For the first time since I got ill (over 10 years ago now since the first signs) I feel like the ground is solid beneath my feet. That slippery, out of control feeling has passed. The constant fear and anxiety has subsided. What I have been left with is a clarity and calmness that I have only had glimpses of before.
Whilst the M.E. is still there, it is a quiet whisper most of the time. I can carry on being very busy for a good few days before my body tells me to rest. At that point, I now listen and I rest. I don’t get scared or panic about the symptom I just stop and rest. I had a very busy weekend and every second of it was wonderful but by Sunday afternoon my body screamed stop. Fortunately I’d planned this rest stop in so when my body began to ache and shake and my breathing became difficult I only panicked momentarily then went to bed (at 7pm).
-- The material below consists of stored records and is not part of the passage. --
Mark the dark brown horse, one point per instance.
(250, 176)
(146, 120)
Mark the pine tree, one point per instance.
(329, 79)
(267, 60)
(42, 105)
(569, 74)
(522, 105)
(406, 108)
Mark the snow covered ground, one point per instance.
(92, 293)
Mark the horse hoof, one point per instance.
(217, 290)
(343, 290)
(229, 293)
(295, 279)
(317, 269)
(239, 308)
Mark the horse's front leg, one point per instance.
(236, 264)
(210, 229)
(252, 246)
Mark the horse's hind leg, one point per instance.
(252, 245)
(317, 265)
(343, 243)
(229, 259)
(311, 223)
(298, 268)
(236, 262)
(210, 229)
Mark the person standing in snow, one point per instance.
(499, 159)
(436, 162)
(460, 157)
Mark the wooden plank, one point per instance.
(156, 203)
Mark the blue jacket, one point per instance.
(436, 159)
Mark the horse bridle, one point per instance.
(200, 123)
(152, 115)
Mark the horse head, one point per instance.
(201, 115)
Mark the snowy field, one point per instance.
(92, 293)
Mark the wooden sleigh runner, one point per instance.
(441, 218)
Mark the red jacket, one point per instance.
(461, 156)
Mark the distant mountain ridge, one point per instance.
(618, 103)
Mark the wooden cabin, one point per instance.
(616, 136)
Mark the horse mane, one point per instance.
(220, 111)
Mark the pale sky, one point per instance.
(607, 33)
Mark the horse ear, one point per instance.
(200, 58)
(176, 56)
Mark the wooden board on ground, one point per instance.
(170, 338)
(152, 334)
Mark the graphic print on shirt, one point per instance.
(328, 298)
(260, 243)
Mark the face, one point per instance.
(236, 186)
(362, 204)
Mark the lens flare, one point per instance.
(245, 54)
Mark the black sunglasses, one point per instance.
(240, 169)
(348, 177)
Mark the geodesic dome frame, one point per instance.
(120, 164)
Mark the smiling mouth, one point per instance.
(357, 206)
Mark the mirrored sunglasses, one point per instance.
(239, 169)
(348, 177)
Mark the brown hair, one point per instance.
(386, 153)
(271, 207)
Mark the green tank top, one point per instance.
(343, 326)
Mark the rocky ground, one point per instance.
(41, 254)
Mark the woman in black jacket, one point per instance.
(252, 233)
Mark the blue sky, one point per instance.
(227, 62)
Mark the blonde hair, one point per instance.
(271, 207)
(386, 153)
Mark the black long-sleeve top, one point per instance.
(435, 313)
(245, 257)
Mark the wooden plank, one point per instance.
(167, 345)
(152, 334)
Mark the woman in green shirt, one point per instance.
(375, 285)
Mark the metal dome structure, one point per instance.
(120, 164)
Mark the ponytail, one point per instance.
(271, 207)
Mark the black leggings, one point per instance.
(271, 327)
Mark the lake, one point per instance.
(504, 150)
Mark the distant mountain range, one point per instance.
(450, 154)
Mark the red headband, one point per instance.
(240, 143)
I told myself it would pass if I rested and I fell into a deep sleep. This morning I’m still aching and my breathing is still a little shallow but I do feel rested and my brain is working. I’ll give myself plenty of space this week to rest.
I had my last consultation with my nutritionist from The Optimum Health Clinic this morning as I feel I am managing fine now. It was lovely to be able to tell her that I can work and study now, that I don’t have to worry about walking too far or being in unbearable pain. I still have a way to go on my healing journey and maybe I’ll never quite reach ‘normal’ but what matters to me is how I feel about my situation. She told me to be proud of how hard I’ve worked, and I am. With the help of the psychologist at the clinic I have worked hard to become less anxious and more confident and assertive. I feel more like myself that I have since being a child. I speak my mind without fear of rejection and feel comfortable in my own skin; which, for someone who suffered from anorexia and a crippling fear of rejection, is so huge. I think I finally understand what the saying “you can never truly love others until you love yourself” really means. The depth of love I feel now that I love myself is astounding. By love myself I mean listening to what I need and asserting those needs and allowing myself to ‘speak my truth’.
To all those who feel trapped in the depths of suffering I send you my love and promise you that above the storm clouds there is always blue sky. Keep searching.